Live Review: Jemma Freeman & The Cosmic Something, The Charlemagnes, I, Doris + Les Futiles at The Hope & Anchor

The intimate confines of the basement of Islington boozer The Hope & Anchor are packed with punk rock history, and with the much publicised closures of venues around the country it’s fantastic to see this iconic space still supporting the latest wave of guitar-wielding upstarts.

Playing only their second gig, Les Futiles seem well-versed in punk rock history, cramming in echoes of the three-chord anarchy of the bands who graced this space in the late 70s, CBGBs garage rock, undercurrents of angular post-punk and the breezy cool of the New York bands of the early 2000s.  Reduced to a four-piece due to guitarist Jim Rhesus having entered fatherhood just a couple of days before, they feature a few familiar faces from previous Joyzine favourites Marksmen and The Inevitable Pinhole Burns.  The band tread a fine line between brash swagger and fragility without ever quite tumbling to either side and we look forward to more of the same on their imminent debut release.

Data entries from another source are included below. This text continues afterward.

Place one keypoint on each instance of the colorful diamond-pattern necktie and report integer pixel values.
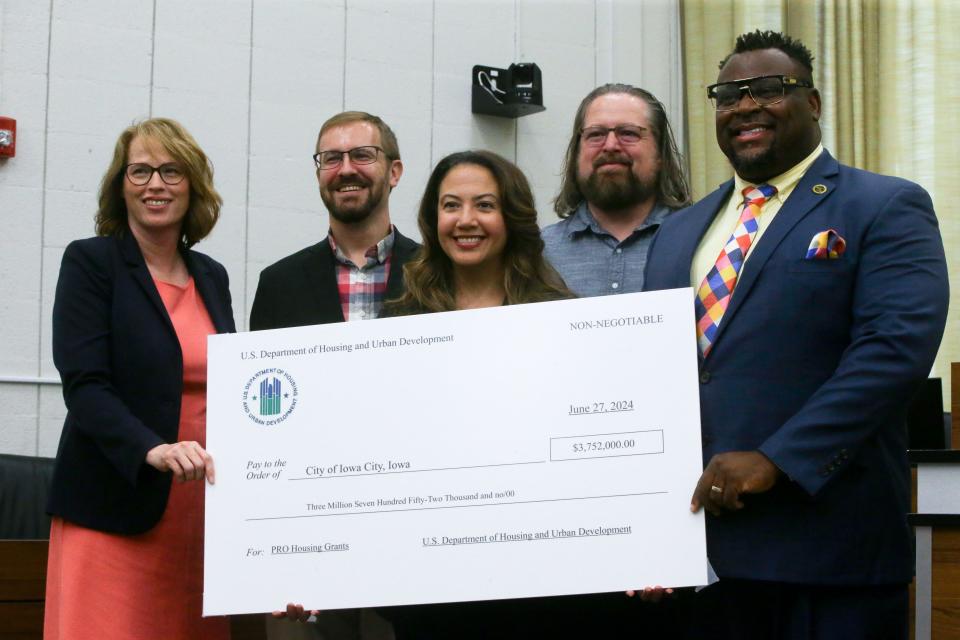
(714, 293)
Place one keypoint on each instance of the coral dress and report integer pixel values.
(104, 585)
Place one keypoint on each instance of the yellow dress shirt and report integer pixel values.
(724, 224)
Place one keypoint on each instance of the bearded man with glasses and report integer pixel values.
(821, 298)
(349, 274)
(622, 175)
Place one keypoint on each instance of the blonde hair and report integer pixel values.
(205, 202)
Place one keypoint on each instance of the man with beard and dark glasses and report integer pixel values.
(821, 298)
(622, 176)
(349, 274)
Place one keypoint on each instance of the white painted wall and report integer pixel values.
(253, 80)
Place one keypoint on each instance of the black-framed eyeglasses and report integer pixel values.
(627, 134)
(763, 90)
(358, 155)
(140, 173)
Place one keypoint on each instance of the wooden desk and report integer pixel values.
(23, 574)
(937, 526)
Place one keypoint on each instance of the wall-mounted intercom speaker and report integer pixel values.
(509, 93)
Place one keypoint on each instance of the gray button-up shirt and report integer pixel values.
(591, 261)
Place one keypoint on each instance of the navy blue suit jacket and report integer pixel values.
(814, 365)
(301, 289)
(122, 371)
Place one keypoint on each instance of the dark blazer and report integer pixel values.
(122, 371)
(814, 365)
(301, 289)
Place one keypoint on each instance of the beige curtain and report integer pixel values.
(889, 74)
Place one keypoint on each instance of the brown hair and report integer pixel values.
(387, 138)
(672, 187)
(205, 202)
(527, 276)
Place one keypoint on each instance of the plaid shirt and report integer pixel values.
(362, 289)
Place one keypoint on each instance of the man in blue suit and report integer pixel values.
(821, 297)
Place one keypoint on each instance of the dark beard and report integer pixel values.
(357, 213)
(616, 192)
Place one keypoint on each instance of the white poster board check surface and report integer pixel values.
(520, 451)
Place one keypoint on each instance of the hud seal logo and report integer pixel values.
(270, 396)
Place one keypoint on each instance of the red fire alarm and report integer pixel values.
(8, 137)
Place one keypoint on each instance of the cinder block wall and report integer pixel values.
(253, 80)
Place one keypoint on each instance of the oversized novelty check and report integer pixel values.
(508, 452)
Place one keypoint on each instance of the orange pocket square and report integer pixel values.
(826, 245)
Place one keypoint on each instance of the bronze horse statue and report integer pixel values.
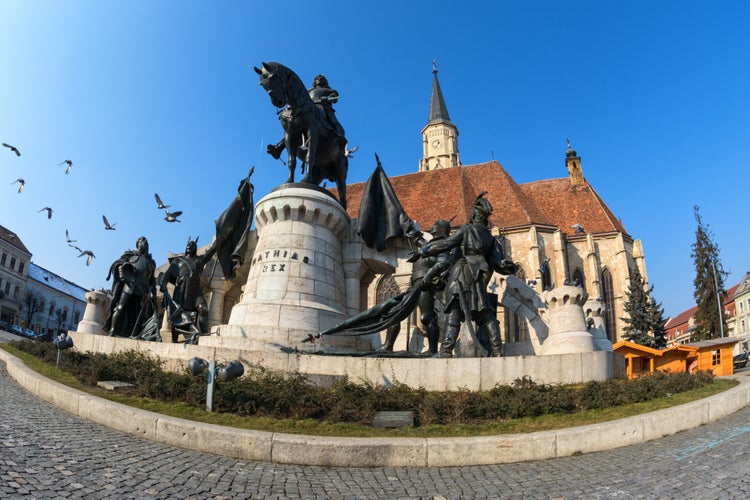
(307, 134)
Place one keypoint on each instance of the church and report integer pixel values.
(559, 231)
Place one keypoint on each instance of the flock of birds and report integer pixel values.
(169, 217)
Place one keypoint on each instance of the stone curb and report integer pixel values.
(379, 452)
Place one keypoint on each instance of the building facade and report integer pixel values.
(52, 303)
(559, 231)
(14, 268)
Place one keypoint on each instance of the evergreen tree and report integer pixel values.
(708, 284)
(657, 322)
(644, 323)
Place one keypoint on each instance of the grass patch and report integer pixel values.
(287, 403)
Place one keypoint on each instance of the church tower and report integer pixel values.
(573, 162)
(440, 135)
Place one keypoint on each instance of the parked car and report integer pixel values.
(740, 360)
(43, 337)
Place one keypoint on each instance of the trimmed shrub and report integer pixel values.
(291, 395)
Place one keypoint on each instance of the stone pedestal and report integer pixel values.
(296, 283)
(594, 311)
(95, 314)
(567, 326)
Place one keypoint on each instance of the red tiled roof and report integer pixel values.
(566, 205)
(681, 319)
(443, 193)
(13, 239)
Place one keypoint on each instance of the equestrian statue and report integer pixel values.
(311, 131)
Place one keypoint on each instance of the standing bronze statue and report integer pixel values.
(186, 308)
(311, 131)
(427, 270)
(133, 307)
(467, 299)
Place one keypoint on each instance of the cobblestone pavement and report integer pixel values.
(48, 453)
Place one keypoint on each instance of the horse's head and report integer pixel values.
(273, 81)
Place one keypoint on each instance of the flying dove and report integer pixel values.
(12, 148)
(21, 184)
(69, 163)
(172, 216)
(107, 225)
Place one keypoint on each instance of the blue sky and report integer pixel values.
(147, 96)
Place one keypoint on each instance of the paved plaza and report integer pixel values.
(48, 453)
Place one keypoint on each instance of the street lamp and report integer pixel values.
(718, 298)
(62, 342)
(225, 373)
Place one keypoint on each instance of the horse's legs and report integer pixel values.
(342, 170)
(312, 150)
(291, 150)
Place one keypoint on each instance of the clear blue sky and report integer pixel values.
(147, 96)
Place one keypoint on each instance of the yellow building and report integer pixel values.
(714, 355)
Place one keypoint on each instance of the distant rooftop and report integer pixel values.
(12, 238)
(56, 282)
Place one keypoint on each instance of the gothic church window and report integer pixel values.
(578, 279)
(609, 300)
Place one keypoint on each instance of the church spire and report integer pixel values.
(440, 135)
(438, 109)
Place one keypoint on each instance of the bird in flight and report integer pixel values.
(88, 253)
(107, 225)
(69, 165)
(159, 204)
(21, 184)
(12, 148)
(172, 216)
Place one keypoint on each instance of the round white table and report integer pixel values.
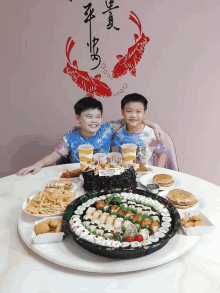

I, Doris take to the stage in red pinafores, each emblazoned with the word ‘Doris’ in sparkling diamante.  They begin by inviting us to take a pledge of solidarity and inclusiveness which inducts all who commit as honorary Dorises, then the quartet, made up of Doris on bass, Doris on guitar, Doris on drums and Doris on the sleekest keytar I have ever had the privilege to lay eyes on, launch into a set of cheeky garage pop.   They lay siege to sexist attitudes, appropriating the lyrics of Squeeze, Pharell and The Divinyls to hilarious effect along the way.

The Charlamagnes count tonight’s promoter and birthday boy Chris Fox on bass, and their tight set of floor-shaking punk rock proves that they are here on merit, rather than on the promoter’s prerogative.

Rounding off the night’s festivities, Jemma Freeman & The Cosmic Something bring an artful mix of glam rock theatrics, spacious psych explorations and crunchy earl-PJ Harvey style alt rock before collapsing to the floor to end the night in an ethereal squall of feedback.